Heeft het college het bezwaar van eiser tegen de publicatie in het Gemeenteblad over het voornemen tot vestigen van een opstalrecht terecht niet-ontvankelijk verklaard?
6. Naar het oordeel van de rechtbank heeft het college zich terecht op het standpunt gesteld dat de publicatie in het Gemeenteblad geen publiekrechtelijke rechtshandeling is. Met die publicatie is immers een voornemen geuit om een opstalrecht te plaatsen op een perceel. Deze handeling van het college heeft een privaatrechtelijk karakter. Met deze publicatie en met het vestigen van een opstalrecht verandert er niets in de wereld van het bestuursrecht. Dat er al een transformatorhuis op het perceel stond toen het voornemen werd geuit (een mogelijk privaatrechtelijk gevolg), maakt ook niet dat een bestuursrechtelijk ingang in beeld kan komen.
7. Gelet op het voorgaande staan tegen het met de publicatie bekendgemaakte voornemen tot het vestigen van een opstalrecht geen bestuursrechtelijke rechtsmiddelen open. Dat eiser nu in deze procedure wel een ingang heeft bij de bestuursrechter komt alleen omdat de bestuursrechter de vraag moet beantwoorden of al dan niet sprake is van een bestuursrechtelijk besluit. Voor zover eiser in beroep heeft gesteld dat de notaris gelet op de Didam-criteria hiervoor geen akte heeft mogen laten passeren, overweegt de rechtbank dat zij daarover geen oordeel kan geven in deze procedure. De rechtbank overweegt verder dat de publicatie niet is gelijk te stellen met een Awb-besluit. Het college heeft daarnaast terecht het standpunt ingenomen dat in de publicatie geen sprake is van een weigering om een besluit goed te keuren. Eisers beroep op artikel 8:2, tweede lid, onder b, van de Awb slaagt daarom niet.

Conclusie en gevolgen

8. Het voorgaande betekent dat de publicatie, inhoudende de bekenmaking van een voornemen tot het vestigen van een opstalrecht, geen besluit is als bedoeld in artikel 1:3 van de Awb. Het college heeft het bezwaar van eiser daarom terecht niet-ontvankelijk verklaard. Voor zover eiser het niet eens is met de (procedure rondom) het vestigen van het opstalrecht kan eiser een vordering bij de civiele rechter indienen. [4]
9. Het beroep is ongegrond. Dat betekent dat eiser geen gelijk krijgt en dat het bestreden besluit in stand blijft. Er is geen aanleiding voor een veroordeling in de proceskosten.

Beslissing

De rechtbank verklaart het beroep ongegrond.
Deze uitspraak is gedaan door mr.

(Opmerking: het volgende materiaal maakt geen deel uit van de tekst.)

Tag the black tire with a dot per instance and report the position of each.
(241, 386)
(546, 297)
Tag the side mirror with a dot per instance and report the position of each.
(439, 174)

A. Dingemanse, rechter, in aanwezigheid van mr. H. Sabanovic, griffier. De uitspraak is uitgesproken in het openbaar op 10 februari 2025.
griffier
rechter
Een afschrift van deze uitspraak is verzonden aan partijen op:

Informatie over hoger beroep

Een partij die het niet eens is met deze uitspraak, kan een hogerberoepschrift sturen naar de Afdeling bestuursrechtspraak van de Raad van State waarin wordt uitgelegd waarom deze partij het niet eens is met deze uitspraak. Het hogerberoepschrift moet worden ingediend binnen zes weken na de dag waarop deze uitspraak is verzonden. Kan de indiener de behandeling van het hoger beroep niet afwachten, omdat de zaak spoed heeft, dan kan de indiener de voorzieningenrechter van de Afdeling bestuursrechtspraak van de Raad van State vragen om een voorlopige voorziening (een tijdelijke maatregel) te treffen.

Voetnoten

1.Gemeenteblad [jaar] , nr. [nummer] .
2.Met toepassing van artikel 8:54 van de Awb.
4.Artikel 8:71 van de Awb.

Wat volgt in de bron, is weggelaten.